Von Natur aus festere Stücke wie die Hüfte oder Flank Steak eignen sich für diese Behandlung besser.

Doch längere Sous-Vide-Bäder ermöglichen noch andere Wunder. Zum Beispiel eine Extreme Form des Niedertemperaturgarens, die mit anderen Mitteln nicht möglich ist. Die genaue Temperaturkontrolle erlaubt zum Beispiel das Durchgaren der sonst so zäh wirkenden Shortribs mit geringstem Verlust an Saftigkeit. Das gilt für alle Stücke mit hohem Kollagengehalt: Das Bindegewebe gart erst ab 60 °C und wird weich. Stücke wie Shortribs oder Beinscheibe sind deswegen bei 57 °C medium gegart kaum genießbar und man gart sie traditionell eher zu Temperaturen um 80 – 90 °C. Diese hohe Hitze trocknet das Fleisch jedoch aus und gart es weit jenseits gut durch. Meist stört das niemanden, denn das Kollagen verwandelt sich dabei in Gelatine und sorgt wieder für ein Gefühl der Saftigkeit im Mund.

Jedoch ist beides möglich: Durchgegarte Shortribs vom Rind in Zartrosa, mit höchstem Saftanteil und vollkommen gelöstem Bindegewebe. Das erreichen wir durch lange Garzeiten: Short Ribs befinden sich nach 48 Stunden bei 65 °C in einem Zustand, der sich mit keiner anderen Methode vergleichen lässt. Kulinarisch ein Hochgenuss.

Ist Sous Vide für Weidefleisch besonders sinnvoll?

Ob Weidefleisch oder nicht, spielt für die Sinnhaftigkeit zunächst keine Rolle. Gart man Weidefleisch Sous Vide, bringt man den Wert der Weidehaltung, Schlachtung und Reifung zur Konsequenz. Die Vorteile des Sous-Vide-Garens gelten jedoch auch für Fleisch aus konventioneller Tierhaltung.

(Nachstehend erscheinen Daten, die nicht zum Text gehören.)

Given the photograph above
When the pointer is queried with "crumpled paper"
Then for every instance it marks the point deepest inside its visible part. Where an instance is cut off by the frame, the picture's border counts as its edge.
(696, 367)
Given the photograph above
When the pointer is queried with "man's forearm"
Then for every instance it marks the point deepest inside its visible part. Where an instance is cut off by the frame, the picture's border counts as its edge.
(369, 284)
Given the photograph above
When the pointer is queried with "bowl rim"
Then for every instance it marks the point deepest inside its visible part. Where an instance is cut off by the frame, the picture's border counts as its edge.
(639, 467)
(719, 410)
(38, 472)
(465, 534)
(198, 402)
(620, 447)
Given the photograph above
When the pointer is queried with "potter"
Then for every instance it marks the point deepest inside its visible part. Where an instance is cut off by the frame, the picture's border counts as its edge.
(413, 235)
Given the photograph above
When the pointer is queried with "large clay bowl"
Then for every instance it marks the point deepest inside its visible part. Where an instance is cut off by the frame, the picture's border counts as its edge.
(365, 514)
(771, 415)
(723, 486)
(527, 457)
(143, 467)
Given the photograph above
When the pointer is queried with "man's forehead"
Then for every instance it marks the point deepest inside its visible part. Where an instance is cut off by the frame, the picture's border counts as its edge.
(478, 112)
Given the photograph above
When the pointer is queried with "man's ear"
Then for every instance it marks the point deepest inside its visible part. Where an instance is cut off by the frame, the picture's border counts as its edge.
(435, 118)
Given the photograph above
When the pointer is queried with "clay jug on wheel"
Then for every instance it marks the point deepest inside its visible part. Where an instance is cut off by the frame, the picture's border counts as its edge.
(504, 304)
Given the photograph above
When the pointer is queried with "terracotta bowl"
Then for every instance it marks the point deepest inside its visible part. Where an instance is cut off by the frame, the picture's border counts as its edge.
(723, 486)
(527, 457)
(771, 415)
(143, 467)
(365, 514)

Allerdings gibt es wirklich Fälle, in denen sich Sous Vide besonders empfiehlt: Extensivrassen wie die Galloway- und Highland-Rinder (Schottische Hochlandrinder) verfügen in der Regel (!) über eher mageres Fleisch mit nur wenig intramuskulärem Fett. Genau dieses Fett dient allerdings dem Geschmack, denn es vermittelt ein Gefühl der Saftigkeit und Zartheit. Das Weidefleisch von Galloway- und Hochland-Rindern leidet deswegen im Geschmack besonders unter zu hoher Hitze beim Garen. Bei diesen Rassen wie bei jedem fettarmen Fleisch zwingen sich daher niedrige Temperaturen auf, welche sich Sous Vide am einfachsten umsetzen lassen.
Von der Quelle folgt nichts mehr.